Companies can take proactive steps to ensure they won’t be blindsided by sudden changes to their supply chain. Taking out a credit insurance policy from a credit insurer is just one way to safeguard against political volatility, currency fluctuations, natural disasters, and other supply chain risk factors.

Additional steps include:

  1. Monitor the credit cycle. Historically, the U.S. credit cycle correlates with uncertainty. During periods of low interest rates and a benign credit environment, global uncertainty also tends to be low. When U.S. interest rates begin to rise—which is the case now—many countries begin to feel stresses on their economies.

    For instance, two years ago, when U.S. interest rates were close to zero, everyone invested in emerging markets because of their higher interest yields.

    When interest rates begin to creep up again, that money flows back to the United States and other developed markets because the economies there are safer bets. This, in turn, creates higher political risk for the emerging markets.

  2. Understand government policy changes. Companies should keep tabs on government policy changes but also have the sagacity to hold off making any big decisions until something actually happens, as the actual outcome of policy changes usually doesn’t match the rhetoric surrounding the issue.

    But that doesn’t mean companies shouldn’t have contingency plans in place. Especially in times of increased global uncertainty, companies need to get below the headlines to understand the potential impact and think through how to pivot quickly if necessary.

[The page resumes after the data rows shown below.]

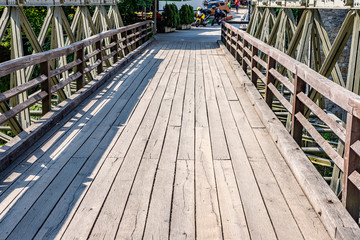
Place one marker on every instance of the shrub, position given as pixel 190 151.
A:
pixel 171 15
pixel 187 14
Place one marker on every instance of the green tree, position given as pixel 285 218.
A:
pixel 129 7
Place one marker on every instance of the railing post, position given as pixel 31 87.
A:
pixel 254 77
pixel 116 56
pixel 243 63
pixel 351 195
pixel 222 33
pixel 134 38
pixel 231 40
pixel 237 46
pixel 80 68
pixel 127 47
pixel 99 56
pixel 269 79
pixel 298 106
pixel 46 86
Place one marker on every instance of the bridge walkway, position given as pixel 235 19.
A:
pixel 169 147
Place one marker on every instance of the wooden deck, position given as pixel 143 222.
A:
pixel 171 147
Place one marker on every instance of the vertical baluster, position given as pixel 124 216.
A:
pixel 237 46
pixel 269 79
pixel 46 86
pixel 244 64
pixel 254 77
pixel 231 41
pixel 298 106
pixel 351 195
pixel 80 68
pixel 116 47
pixel 99 56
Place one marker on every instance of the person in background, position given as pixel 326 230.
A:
pixel 237 5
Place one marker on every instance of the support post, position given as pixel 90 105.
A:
pixel 351 195
pixel 99 57
pixel 298 106
pixel 269 79
pixel 244 64
pixel 46 86
pixel 116 48
pixel 254 77
pixel 80 68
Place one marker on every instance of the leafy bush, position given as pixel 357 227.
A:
pixel 187 14
pixel 171 15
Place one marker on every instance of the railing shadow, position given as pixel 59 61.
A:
pixel 60 167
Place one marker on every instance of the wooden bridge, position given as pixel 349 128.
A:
pixel 173 139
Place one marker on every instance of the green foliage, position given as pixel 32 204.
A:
pixel 171 15
pixel 187 14
pixel 327 136
pixel 128 8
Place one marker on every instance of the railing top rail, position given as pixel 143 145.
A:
pixel 56 2
pixel 26 61
pixel 335 93
pixel 302 4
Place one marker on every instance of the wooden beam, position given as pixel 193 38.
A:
pixel 4 21
pixel 353 77
pixel 19 76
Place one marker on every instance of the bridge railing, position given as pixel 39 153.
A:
pixel 91 56
pixel 277 71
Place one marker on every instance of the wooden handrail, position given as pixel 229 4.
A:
pixel 250 52
pixel 81 66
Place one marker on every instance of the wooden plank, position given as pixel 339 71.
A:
pixel 333 214
pixel 4 174
pixel 337 128
pixel 218 141
pixel 232 213
pixel 329 150
pixel 145 113
pixel 158 220
pixel 280 97
pixel 354 177
pixel 61 223
pixel 176 117
pixel 284 80
pixel 279 212
pixel 59 153
pixel 254 207
pixel 182 224
pixel 306 218
pixel 208 222
pixel 134 216
pixel 187 136
pixel 251 113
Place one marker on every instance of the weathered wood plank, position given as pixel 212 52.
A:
pixel 310 225
pixel 183 205
pixel 218 141
pixel 125 175
pixel 187 136
pixel 254 207
pixel 232 212
pixel 279 213
pixel 57 151
pixel 158 220
pixel 208 222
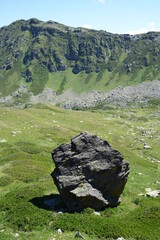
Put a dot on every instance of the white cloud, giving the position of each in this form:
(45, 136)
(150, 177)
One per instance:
(101, 1)
(87, 26)
(148, 28)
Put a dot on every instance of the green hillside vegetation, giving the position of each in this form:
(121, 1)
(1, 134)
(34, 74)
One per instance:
(27, 137)
(40, 54)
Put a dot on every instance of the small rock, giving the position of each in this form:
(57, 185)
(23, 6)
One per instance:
(146, 146)
(79, 235)
(16, 234)
(59, 231)
(141, 194)
(155, 193)
(148, 189)
(14, 133)
(3, 140)
(96, 213)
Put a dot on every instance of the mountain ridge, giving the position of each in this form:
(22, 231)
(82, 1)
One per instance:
(48, 54)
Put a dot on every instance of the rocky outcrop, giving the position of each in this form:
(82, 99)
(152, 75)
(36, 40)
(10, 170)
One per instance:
(89, 173)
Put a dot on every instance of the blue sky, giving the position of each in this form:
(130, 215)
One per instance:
(116, 16)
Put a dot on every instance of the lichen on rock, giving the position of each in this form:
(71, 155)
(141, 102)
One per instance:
(89, 173)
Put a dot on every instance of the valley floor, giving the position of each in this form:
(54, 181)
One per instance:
(27, 138)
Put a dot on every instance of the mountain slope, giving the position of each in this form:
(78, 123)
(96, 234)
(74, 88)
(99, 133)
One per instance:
(48, 54)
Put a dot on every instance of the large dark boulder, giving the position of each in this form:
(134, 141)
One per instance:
(89, 173)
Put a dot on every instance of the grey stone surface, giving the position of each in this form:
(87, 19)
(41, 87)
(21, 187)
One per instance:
(89, 173)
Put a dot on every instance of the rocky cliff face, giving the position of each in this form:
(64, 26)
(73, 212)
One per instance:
(89, 173)
(31, 50)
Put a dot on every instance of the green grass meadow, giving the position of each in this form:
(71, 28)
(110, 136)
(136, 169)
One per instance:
(27, 138)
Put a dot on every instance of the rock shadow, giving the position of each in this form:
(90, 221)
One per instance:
(49, 202)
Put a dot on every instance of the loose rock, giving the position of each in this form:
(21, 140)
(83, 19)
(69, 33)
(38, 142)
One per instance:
(89, 173)
(79, 235)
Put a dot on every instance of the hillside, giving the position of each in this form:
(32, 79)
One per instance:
(27, 138)
(48, 54)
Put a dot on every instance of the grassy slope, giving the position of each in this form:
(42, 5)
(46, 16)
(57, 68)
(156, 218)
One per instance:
(104, 80)
(26, 164)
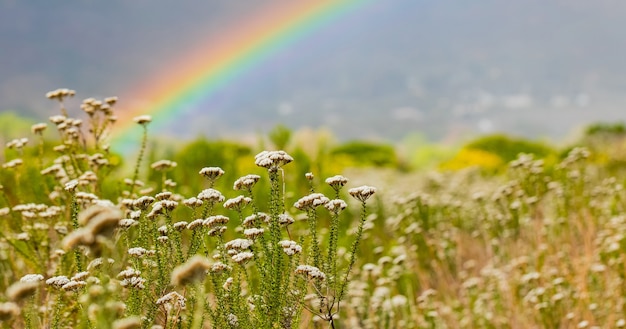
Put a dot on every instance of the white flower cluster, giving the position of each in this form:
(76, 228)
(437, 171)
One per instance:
(362, 193)
(211, 195)
(237, 203)
(246, 182)
(272, 160)
(311, 201)
(211, 173)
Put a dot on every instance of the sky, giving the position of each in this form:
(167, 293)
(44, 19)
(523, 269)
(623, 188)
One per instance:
(384, 69)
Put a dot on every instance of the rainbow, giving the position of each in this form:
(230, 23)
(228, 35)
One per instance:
(216, 64)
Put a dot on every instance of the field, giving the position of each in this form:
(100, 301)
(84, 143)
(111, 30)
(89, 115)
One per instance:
(504, 233)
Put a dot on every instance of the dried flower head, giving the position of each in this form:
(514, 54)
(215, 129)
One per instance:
(290, 247)
(362, 193)
(253, 233)
(242, 257)
(311, 272)
(211, 173)
(57, 281)
(237, 203)
(272, 160)
(335, 206)
(163, 165)
(38, 128)
(32, 278)
(311, 201)
(238, 244)
(211, 195)
(246, 182)
(336, 182)
(173, 298)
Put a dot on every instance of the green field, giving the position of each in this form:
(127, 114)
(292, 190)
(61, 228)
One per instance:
(497, 233)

  3. Keep tabs on each supplier’s financial condition. Don’t take for granted that your trading partners are financially strong—rising interest rates coincide with an increase in bankruptcy activity. Lately, sectors such as retail and wholesale have been hit particularly hard because of Amazon’s dominance in supplying and sourcing goods.

    To avoid any supply chain hiccups, companies should monitor their suppliers’ financial statements and banking information every quarter.

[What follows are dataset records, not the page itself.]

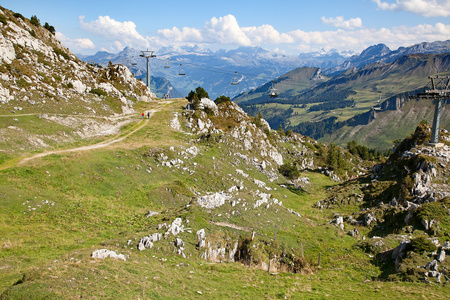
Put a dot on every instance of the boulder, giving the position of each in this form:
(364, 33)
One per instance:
(179, 243)
(176, 227)
(441, 256)
(399, 251)
(201, 237)
(104, 253)
(214, 200)
(369, 218)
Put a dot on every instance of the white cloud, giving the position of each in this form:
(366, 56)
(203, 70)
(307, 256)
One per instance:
(225, 32)
(358, 40)
(339, 22)
(108, 28)
(75, 45)
(427, 8)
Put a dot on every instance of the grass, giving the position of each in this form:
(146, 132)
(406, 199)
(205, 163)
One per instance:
(100, 200)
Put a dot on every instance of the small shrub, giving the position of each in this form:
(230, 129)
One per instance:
(62, 53)
(49, 28)
(35, 21)
(98, 92)
(18, 16)
(222, 99)
(289, 171)
(3, 20)
(422, 244)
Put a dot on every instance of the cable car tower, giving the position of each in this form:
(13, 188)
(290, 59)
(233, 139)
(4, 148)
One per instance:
(273, 93)
(147, 54)
(440, 90)
(235, 80)
(181, 71)
(167, 65)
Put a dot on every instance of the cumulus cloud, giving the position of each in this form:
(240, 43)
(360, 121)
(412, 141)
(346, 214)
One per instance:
(360, 39)
(427, 8)
(339, 22)
(225, 31)
(110, 29)
(75, 45)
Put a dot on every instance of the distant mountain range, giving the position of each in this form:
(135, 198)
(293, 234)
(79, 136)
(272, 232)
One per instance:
(381, 53)
(328, 104)
(215, 70)
(250, 66)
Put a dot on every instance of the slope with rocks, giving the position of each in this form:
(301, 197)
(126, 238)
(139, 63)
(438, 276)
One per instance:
(403, 209)
(67, 100)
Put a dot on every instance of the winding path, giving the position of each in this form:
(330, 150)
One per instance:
(90, 147)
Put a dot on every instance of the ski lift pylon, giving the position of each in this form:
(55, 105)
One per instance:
(181, 72)
(235, 80)
(273, 93)
(167, 65)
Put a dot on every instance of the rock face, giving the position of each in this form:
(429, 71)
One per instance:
(201, 237)
(175, 228)
(53, 73)
(215, 200)
(104, 253)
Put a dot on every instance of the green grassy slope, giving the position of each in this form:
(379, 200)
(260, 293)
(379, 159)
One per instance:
(58, 209)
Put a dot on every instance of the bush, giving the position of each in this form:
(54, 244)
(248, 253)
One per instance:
(35, 21)
(222, 99)
(18, 16)
(49, 28)
(3, 19)
(199, 92)
(289, 171)
(98, 92)
(62, 53)
(422, 244)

  4. Take advantage of blockchain technology. Having multiple accounts of trading agreements leaves companies open to mistakes and fraud. Blockchain technology, a shared ledger showing transaction history, can reduce this risk.

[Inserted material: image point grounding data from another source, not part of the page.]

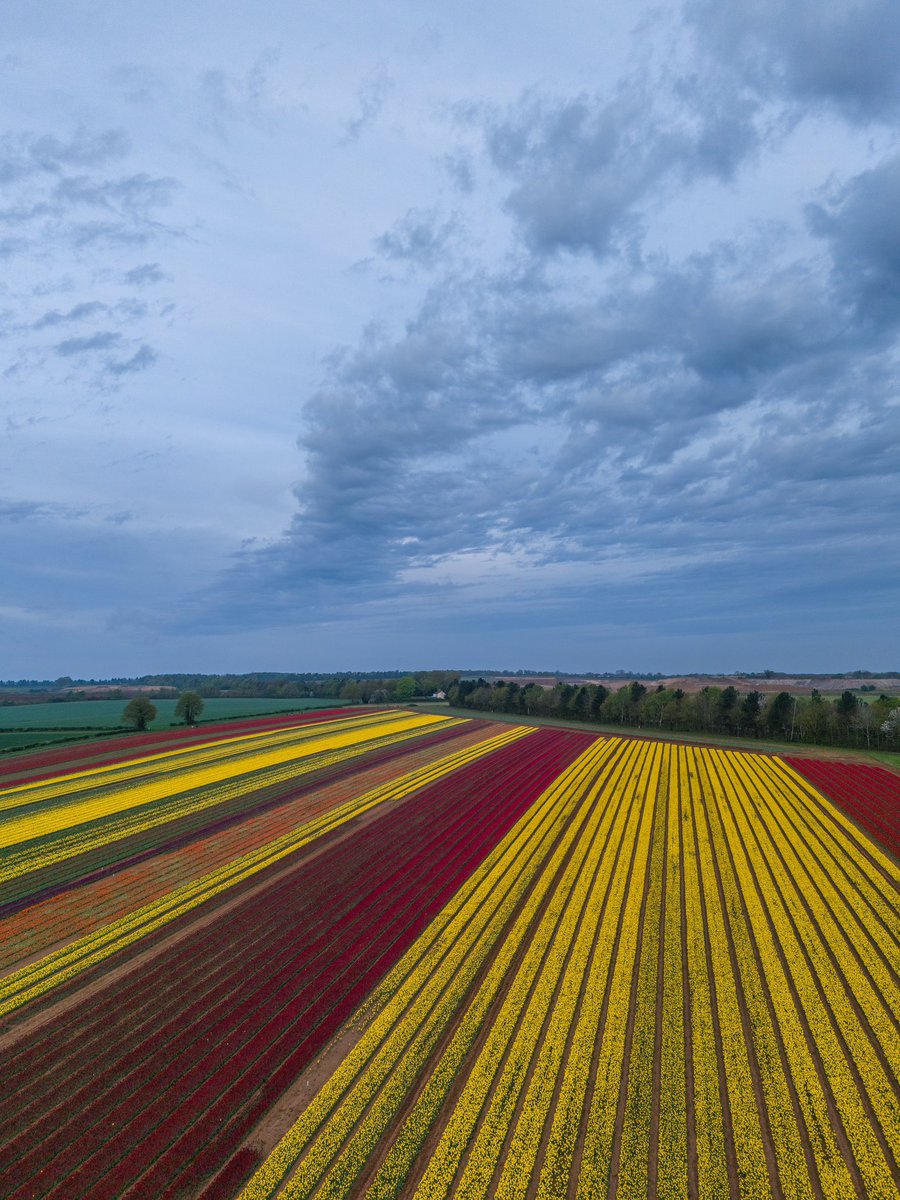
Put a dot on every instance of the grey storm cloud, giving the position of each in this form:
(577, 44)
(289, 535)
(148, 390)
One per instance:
(148, 273)
(623, 364)
(144, 357)
(723, 395)
(28, 154)
(844, 53)
(78, 312)
(862, 223)
(105, 340)
(420, 238)
(582, 167)
(371, 97)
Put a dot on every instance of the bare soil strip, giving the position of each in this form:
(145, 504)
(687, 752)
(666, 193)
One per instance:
(579, 1149)
(653, 1164)
(597, 858)
(111, 972)
(690, 1104)
(745, 1023)
(826, 1003)
(577, 1015)
(497, 1005)
(727, 1127)
(616, 1152)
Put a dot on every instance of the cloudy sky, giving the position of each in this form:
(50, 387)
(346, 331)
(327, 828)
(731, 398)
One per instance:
(401, 335)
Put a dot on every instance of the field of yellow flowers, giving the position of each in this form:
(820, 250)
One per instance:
(401, 955)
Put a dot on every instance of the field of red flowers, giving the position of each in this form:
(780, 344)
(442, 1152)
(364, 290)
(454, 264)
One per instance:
(384, 953)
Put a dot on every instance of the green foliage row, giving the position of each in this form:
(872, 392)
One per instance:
(721, 711)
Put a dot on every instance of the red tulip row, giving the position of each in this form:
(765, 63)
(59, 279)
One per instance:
(185, 832)
(869, 793)
(108, 751)
(211, 1036)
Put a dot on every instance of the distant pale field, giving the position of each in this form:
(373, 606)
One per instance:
(108, 713)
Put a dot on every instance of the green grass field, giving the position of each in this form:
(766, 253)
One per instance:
(23, 725)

    Blockchain technology provides a high level of security and an unalterable audit trail so companies can see exactly what was agreed to. The technology is beginning to replace cryptocurrency as a best practice, and is replacing letters of credit in some sectors, including logistics. Using blockchain technology is also more efficient than each company having its own record because intermediaries aren’t needed.

  5. Build flexibility into the business plan. Trade circumstances can evolve quickly, so it’s essential for companies to build flexibility into their supply chains and have plans to manage unexpected events.

    Take the recent truckers’ strike in Brazil, which shut the whole country down for more than one week. Perishables rotted, so any company waiting on those deliveries was forced to come up with an alternate plan.

    There’s no predicting what the future holds, but with some forethought, companies can weather any changing condition.